By Megan Izen
Thomasina Martin has a 3.5 GPA but that won’t help the 18-year-old graduate from her Long Beach high school this year. Ultimately, she has to pass the state’s new exit exam, which goes into effect for the first time this year requiring students to pass in order to get their diplomas. Thomasina has taken the exam three times and while she has passed the English portion of the exam, she has yet to pass the math section.
“Out of my whole class, three students passed,” Thomasina said of a class designed to help students master the exam. “I don’t want to be in school after I was supposed to graduate. I want to go on and pursue things I was planning on pursuing after high school.”
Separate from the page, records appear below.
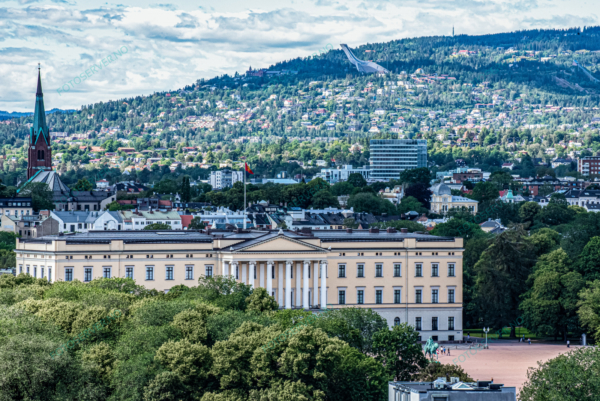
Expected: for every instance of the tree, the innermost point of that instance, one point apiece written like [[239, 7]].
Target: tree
[[485, 192], [588, 263], [420, 175], [224, 292], [399, 352], [501, 277], [356, 326], [42, 196], [83, 185], [411, 204], [357, 180], [435, 370], [260, 301], [529, 211], [342, 188], [458, 228], [420, 192], [589, 308], [186, 191], [555, 214], [550, 306], [196, 224], [324, 199], [369, 203], [158, 226], [571, 377]]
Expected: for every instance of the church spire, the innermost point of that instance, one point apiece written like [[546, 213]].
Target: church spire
[[39, 118]]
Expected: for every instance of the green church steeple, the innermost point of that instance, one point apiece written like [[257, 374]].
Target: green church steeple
[[39, 129]]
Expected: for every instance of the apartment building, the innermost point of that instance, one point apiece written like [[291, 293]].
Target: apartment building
[[389, 157], [405, 277]]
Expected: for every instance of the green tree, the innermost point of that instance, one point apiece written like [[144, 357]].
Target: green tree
[[324, 199], [550, 306], [158, 226], [485, 192], [224, 291], [411, 204], [357, 180], [588, 263], [501, 277], [458, 228], [420, 175], [369, 203], [260, 301], [399, 352], [41, 196], [571, 377], [356, 326], [589, 308], [529, 211], [186, 191], [83, 185]]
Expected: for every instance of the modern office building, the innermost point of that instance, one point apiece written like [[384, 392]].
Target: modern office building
[[589, 165], [389, 157], [334, 175], [405, 277], [225, 178]]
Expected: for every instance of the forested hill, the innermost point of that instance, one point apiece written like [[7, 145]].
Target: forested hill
[[313, 109]]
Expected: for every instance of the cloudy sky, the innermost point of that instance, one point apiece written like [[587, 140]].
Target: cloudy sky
[[172, 44]]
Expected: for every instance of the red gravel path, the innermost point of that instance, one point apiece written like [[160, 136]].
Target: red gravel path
[[505, 362]]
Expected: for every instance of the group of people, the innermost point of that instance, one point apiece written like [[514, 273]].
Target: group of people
[[443, 351]]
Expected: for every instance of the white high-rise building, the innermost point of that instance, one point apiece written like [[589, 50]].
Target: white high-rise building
[[389, 157], [225, 178]]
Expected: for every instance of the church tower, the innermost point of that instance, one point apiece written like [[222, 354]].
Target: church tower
[[40, 150]]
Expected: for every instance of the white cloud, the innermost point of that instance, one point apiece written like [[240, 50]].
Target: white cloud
[[174, 44]]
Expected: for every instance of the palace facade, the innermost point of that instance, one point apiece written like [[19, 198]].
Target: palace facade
[[405, 277]]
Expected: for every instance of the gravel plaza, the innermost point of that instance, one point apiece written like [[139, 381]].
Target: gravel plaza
[[505, 361]]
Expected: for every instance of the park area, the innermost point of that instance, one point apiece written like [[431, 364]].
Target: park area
[[506, 362]]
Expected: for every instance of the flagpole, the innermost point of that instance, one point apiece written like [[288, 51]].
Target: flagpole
[[245, 212]]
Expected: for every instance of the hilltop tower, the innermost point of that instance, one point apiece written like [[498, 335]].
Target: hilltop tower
[[40, 150]]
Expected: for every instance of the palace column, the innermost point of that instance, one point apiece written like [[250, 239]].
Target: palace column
[[323, 284], [316, 284], [269, 277], [305, 286], [252, 273], [235, 272], [225, 268], [298, 302], [288, 284]]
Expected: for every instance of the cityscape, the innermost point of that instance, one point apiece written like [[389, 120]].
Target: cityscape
[[401, 215]]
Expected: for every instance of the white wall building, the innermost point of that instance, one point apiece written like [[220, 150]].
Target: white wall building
[[225, 178], [334, 175]]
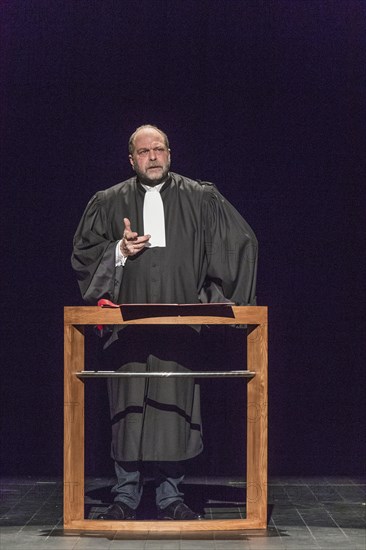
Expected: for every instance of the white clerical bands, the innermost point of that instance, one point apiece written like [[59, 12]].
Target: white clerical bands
[[154, 220]]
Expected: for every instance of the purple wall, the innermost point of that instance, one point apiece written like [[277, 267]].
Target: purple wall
[[266, 99]]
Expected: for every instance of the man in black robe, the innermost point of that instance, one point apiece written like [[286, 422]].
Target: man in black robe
[[159, 238]]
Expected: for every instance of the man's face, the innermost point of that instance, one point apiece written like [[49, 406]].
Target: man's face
[[151, 157]]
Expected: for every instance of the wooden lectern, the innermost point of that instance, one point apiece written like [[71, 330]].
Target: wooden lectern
[[75, 318]]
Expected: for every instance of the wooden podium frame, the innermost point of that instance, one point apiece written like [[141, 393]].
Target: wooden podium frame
[[75, 318]]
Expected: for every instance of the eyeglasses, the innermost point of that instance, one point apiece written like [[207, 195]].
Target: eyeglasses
[[157, 150]]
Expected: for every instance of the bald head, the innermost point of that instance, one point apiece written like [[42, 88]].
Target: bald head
[[131, 141], [150, 154]]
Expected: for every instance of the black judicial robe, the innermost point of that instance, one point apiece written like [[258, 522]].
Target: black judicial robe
[[210, 255]]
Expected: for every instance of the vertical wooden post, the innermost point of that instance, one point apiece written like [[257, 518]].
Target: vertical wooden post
[[73, 426], [257, 433]]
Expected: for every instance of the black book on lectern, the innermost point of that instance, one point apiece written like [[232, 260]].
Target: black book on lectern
[[145, 311]]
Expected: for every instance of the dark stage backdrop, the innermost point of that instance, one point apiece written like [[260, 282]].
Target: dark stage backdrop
[[264, 98]]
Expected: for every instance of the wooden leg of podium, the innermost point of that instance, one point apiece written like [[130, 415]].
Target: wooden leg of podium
[[74, 426], [257, 410]]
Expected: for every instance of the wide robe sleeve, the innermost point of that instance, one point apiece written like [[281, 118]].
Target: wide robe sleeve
[[93, 257], [231, 251]]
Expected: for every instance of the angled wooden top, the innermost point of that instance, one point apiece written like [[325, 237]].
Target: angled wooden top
[[95, 315]]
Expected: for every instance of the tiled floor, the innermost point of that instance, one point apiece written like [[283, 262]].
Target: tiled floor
[[304, 514]]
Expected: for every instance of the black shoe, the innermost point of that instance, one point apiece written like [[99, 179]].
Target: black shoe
[[118, 510], [177, 510]]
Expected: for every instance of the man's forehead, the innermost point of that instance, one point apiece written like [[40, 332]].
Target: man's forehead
[[148, 135]]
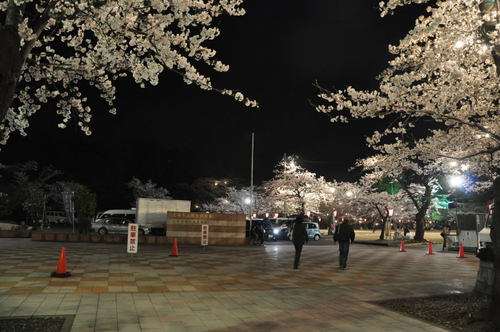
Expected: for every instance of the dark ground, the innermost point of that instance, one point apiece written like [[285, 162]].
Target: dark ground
[[36, 324], [455, 312]]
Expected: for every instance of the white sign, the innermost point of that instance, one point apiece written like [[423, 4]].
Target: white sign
[[133, 238], [204, 235]]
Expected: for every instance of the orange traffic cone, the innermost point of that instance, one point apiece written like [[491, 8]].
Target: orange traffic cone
[[402, 247], [429, 249], [461, 251], [175, 252], [61, 266]]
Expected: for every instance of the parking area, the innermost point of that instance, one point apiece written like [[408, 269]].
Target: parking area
[[233, 288]]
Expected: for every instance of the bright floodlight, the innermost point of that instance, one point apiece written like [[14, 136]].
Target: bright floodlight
[[456, 181]]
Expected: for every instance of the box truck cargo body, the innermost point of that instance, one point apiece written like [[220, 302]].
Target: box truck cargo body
[[152, 213]]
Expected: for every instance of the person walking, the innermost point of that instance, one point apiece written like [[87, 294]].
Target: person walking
[[260, 233], [344, 234], [444, 234], [299, 237]]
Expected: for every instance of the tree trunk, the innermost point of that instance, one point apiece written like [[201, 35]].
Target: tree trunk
[[420, 217], [10, 67], [495, 238]]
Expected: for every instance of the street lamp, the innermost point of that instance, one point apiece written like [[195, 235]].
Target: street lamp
[[456, 181]]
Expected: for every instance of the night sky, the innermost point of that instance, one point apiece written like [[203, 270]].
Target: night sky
[[174, 133]]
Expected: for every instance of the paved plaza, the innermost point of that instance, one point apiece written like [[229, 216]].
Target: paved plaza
[[224, 288]]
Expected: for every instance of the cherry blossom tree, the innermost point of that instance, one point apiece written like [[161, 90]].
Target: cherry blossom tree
[[293, 189], [56, 50], [444, 77]]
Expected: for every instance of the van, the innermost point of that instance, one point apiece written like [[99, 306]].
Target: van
[[127, 214], [55, 217], [312, 229]]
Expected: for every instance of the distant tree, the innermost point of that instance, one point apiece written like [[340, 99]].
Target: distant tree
[[28, 186], [147, 189], [34, 203], [205, 190], [241, 201], [56, 51], [85, 207]]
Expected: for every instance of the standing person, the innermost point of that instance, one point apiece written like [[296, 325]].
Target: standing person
[[444, 233], [260, 233], [406, 230], [344, 234], [299, 236]]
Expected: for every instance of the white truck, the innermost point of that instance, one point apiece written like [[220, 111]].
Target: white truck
[[152, 213]]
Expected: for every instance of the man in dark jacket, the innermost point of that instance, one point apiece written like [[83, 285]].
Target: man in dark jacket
[[344, 234], [299, 236]]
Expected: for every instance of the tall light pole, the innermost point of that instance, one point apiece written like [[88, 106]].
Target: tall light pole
[[251, 179]]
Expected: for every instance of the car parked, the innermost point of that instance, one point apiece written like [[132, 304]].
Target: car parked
[[312, 229], [114, 225]]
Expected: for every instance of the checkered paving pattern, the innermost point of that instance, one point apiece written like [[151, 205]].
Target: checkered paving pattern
[[106, 268]]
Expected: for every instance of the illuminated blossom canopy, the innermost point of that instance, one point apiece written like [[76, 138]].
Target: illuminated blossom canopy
[[444, 70], [56, 51]]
Thomasina attends Cabrillo High School, where the majority of the student population is children of color. The school doesn’t offer adequate access to college preparatory courses, known as A-G requirements, nor does it have properly trained math instructors. At Thomasina’s school, nearly half of the math teachers don’t have the appropriate credentials to teach college preparatory math.
In June, an estimated 50,000 high school seniors will not graduate with their peers as the state implements the first California High School Exit Exam (CAHSEE) requirement. Disproportionately represented among these students are California’s children of color who comprise 68 percent of the total student body at public schools. Since the exam was first administered in 2002, white students have consistently passed the exit exam at rates between 20 to 30 percent higher than that of Latino and Black students. Cabrillo High School is among the more than half of California high schools that does not offer enough A-G courses necessary to be accepted to the University of California and California State Universities. Thomasina will have to attend adult education courses to complete these requirements before going on to a four-year institution.
Thomasina’s circumstances are not unique within California’s educational system, according to a new report produced by two research organizations, UCLA/IDEA and UC/ACCORD. California Educational Opportunity Report is the first report to look at a combination of factors that affect high school student achievement. Larger systemic issues-like racially segregated schools, under-staffing and a lack of funding-are contributing to the failure so far of more than 20% of the 2006 class in passing the exit exam.
The report’s authors say that California students have insufficient access to counselors
and teachers, a severe shortage of appropriately trained teachers, and insufficient college
preparatory courses. Schools that experience all these barriers to college access have higher failure rates and these are also schools with high numbers of students of color.
Schools with 90-100% students of color are defined as ‘intensely segregated’ schools by the report. Compared to white-majority schools, intensely segregated schools spend an average of $600 less per student, are 27 times as likely to be overcrowded, and three and a half times more likely to experience all of the main college opportunity problems.
“It’s an enormous political discussion and debate about whether the solution is to pour more resources into segregated schools or to desegregate them,” said Jeannie Oakes, president of UCLA/IDEA and UC/ACCORD. “It’s unconscionable. Right now in California we have the worst of both worlds. We have highly segregated schools and we have highly unequal resources and opportunities at those segregated schools.”
One possible solution that has had success in closing the racial disparities within education is making A-G classes requirements for graduation and guaranteeing access to those courses. In 1998, San Jose Unified School District adopted universal A-G requirements resulting in an increase in graduation rates, test scores and college enrollment. In January, Assembly-member Joe Coto (D-San Jose), introduced Assembly Bill 1896 that would guarantee A-G access to high school students across the state.
Oakes believes school districts should look to San Jose Unified as a model for successfully implementing A-G high school graduation requirements. But she emphasizes that schools should “look carefully at the kind of support systems [San Jose] put in place that seem to help explain why they’ve had such success.”
Despite these positive results, efforts to make A-G universal have been met with opposition from legislators and teachers who worry that students won’t be able to handle college preparatory work and might lead to an increase in dropout rates. Opponents have also argued that not all high school students want to attend college. The Educational Opportunity Report however found that 9 out of 10 high school freshman say they plan to go on to college.
“If we continue to fail our students, we fail ourselves and our future,” said Tammy Johnson, director of the public policy program of the Applied Research Center, a public policy institute advancing racial justice through research, advocacy and journalism. “We are working to ensure that California’s legislators will respond to the needs of California’s students of color.”
Grassroots community organizations like Los Angeles’ InnerCity Struggle are waging universal A-G campaigns. Last year, parents, students, and organizers joined forces to pass a resolution similar to the one implemented in San Jose. By 2012, all LA Unified students will be required to complete A-G courses to graduate.
“In public schools where the population of students is becoming majority students of color, I think that, in order to really prepare the young people of the state for a successful future, that implementing A-G statewide would only be beneficial to the state,” said Maria Brenes, the youth organizing director of InnerCity Struggle.
While these victories for A-G have been won in specific districts, state legislators have yet to respond to the crisis in education with widespread support for the adoption of universal A-G access. Racial justice policy advocates, community organizers, parents and students hope that the tides will turn this year as the result of the new research.
Megan Izen is writing fellow with ColorLines magazine.